Re: [RFC v3 00/12] DRM scheduling cgroup controller

From: Tvrtko Ursulin
Date: Fri Jan 27 2023 - 06:43:48 EST



On 27/01/2023 10:04, Michal Koutný wrote:
On Thu, Jan 26, 2023 at 05:57:24PM +0000, Tvrtko Ursulin <tvrtko.ursulin@xxxxxxxxxxxxxxx> wrote:
So even if the RFC shows just a simple i915 implementation, the controller
itself shouldn't prevent a smarter approach (via exposed ABI).

scan/query + over budget notification is IMO limited in guarantees.

It is yes, I tried to stress out that it is not a hard guarantee in any shape and form and that the "quality" of adhering to the allocated budget will depend on individual hw and sw capabilities.

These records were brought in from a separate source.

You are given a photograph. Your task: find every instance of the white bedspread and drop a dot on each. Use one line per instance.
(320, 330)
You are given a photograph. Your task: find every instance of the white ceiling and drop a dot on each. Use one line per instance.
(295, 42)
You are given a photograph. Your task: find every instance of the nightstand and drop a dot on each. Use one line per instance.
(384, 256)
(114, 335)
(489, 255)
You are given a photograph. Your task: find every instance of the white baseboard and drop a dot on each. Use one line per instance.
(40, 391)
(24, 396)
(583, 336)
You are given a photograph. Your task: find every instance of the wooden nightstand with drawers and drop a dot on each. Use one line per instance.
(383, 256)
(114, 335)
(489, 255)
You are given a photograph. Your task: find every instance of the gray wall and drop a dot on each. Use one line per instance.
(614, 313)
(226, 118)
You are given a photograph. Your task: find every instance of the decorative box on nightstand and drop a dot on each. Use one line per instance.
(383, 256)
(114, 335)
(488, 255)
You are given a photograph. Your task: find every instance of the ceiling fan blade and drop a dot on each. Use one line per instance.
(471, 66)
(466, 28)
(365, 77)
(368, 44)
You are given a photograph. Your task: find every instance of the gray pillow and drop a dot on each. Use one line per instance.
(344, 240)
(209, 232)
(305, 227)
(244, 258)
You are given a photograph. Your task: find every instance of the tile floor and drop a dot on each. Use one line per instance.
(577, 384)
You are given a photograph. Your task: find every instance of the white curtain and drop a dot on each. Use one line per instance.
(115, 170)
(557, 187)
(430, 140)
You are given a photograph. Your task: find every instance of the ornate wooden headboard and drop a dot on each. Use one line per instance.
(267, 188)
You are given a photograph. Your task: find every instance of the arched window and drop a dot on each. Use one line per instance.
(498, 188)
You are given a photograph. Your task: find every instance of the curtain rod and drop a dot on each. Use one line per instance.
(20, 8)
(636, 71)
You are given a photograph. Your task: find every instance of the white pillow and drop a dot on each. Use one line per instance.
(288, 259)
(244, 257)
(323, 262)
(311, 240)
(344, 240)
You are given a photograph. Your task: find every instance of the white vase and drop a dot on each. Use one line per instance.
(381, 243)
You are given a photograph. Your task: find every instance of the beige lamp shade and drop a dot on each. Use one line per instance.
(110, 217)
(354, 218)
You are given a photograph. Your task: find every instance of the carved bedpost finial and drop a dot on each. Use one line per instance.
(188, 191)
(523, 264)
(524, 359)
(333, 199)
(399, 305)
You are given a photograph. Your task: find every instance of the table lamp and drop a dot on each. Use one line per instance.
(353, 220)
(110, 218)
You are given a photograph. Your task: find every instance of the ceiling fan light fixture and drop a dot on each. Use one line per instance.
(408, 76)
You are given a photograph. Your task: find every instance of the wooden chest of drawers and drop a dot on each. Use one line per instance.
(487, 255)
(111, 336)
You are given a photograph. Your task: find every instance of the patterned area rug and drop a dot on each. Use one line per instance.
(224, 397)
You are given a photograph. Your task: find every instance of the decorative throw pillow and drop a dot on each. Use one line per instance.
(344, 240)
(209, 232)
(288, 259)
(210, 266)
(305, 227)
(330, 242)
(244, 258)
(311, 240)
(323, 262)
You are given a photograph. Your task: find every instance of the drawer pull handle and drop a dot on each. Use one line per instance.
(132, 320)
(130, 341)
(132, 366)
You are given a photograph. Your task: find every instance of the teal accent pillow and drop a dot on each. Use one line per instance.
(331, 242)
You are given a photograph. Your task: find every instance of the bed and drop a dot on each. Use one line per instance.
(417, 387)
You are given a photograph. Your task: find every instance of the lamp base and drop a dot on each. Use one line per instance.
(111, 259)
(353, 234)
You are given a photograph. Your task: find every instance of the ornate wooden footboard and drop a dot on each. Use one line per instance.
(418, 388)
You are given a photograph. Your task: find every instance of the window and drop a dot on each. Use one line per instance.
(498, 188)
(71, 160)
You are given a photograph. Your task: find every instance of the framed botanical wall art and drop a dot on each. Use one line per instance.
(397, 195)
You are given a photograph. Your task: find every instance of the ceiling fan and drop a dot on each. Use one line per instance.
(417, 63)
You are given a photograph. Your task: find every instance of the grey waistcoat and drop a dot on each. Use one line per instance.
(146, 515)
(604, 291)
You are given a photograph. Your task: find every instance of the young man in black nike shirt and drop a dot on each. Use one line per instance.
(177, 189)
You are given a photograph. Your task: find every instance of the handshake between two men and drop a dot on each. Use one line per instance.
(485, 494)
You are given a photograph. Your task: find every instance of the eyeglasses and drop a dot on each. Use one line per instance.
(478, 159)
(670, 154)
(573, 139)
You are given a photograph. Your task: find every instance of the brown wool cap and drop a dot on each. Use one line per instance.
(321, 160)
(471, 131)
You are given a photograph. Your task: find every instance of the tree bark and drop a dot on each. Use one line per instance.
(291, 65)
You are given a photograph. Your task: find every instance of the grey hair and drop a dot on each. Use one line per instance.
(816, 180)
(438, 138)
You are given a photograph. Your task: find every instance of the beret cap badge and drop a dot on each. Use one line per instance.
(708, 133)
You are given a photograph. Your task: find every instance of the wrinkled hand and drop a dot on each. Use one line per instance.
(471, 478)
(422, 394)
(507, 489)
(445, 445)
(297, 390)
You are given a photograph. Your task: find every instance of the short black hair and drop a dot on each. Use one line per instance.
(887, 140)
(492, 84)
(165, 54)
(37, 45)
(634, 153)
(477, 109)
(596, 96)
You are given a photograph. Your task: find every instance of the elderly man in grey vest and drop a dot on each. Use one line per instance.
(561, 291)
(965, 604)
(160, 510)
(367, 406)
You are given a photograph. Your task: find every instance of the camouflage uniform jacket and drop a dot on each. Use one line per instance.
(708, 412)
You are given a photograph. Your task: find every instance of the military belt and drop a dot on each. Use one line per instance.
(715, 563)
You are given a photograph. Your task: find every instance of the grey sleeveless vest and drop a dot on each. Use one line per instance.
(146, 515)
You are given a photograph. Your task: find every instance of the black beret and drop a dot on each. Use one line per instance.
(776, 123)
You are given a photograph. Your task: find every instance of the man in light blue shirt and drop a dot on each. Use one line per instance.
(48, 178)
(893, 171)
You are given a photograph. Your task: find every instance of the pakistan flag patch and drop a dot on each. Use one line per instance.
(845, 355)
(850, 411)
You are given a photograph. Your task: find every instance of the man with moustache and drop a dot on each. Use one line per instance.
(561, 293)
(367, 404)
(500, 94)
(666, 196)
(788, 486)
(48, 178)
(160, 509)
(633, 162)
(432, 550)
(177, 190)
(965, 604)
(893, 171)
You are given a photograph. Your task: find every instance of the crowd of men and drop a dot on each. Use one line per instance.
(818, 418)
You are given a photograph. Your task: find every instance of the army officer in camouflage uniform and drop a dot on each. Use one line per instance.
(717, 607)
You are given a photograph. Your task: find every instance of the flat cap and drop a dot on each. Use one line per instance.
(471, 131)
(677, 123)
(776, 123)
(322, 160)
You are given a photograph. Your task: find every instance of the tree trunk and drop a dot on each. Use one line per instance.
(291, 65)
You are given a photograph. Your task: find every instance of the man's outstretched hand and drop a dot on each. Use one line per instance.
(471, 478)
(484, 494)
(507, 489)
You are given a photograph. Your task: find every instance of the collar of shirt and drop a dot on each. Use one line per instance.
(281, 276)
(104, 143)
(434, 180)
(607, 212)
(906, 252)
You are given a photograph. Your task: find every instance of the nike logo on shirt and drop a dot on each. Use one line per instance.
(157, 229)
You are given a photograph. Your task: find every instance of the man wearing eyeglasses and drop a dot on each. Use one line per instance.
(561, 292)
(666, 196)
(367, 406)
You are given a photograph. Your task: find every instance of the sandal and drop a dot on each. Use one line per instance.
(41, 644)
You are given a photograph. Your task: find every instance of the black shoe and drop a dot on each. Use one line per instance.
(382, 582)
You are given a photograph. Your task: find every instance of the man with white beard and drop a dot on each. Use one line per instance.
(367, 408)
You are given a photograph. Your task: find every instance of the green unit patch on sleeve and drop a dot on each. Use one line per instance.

But it is what I believe is the best approach given a) how different in scheduling capability GPU drivers are and b) the very fact there isn't a central scheduling entity as opposed to the CPU side of things.

It is just no possible to do a hard guarantee system. GPUs do not preempt as nicely and easily as the CPUs do. And the frequency of context switches varies widely from too fast to "never", so again, charging would have several problems to overcome which would make the whole setup IMHO pointless.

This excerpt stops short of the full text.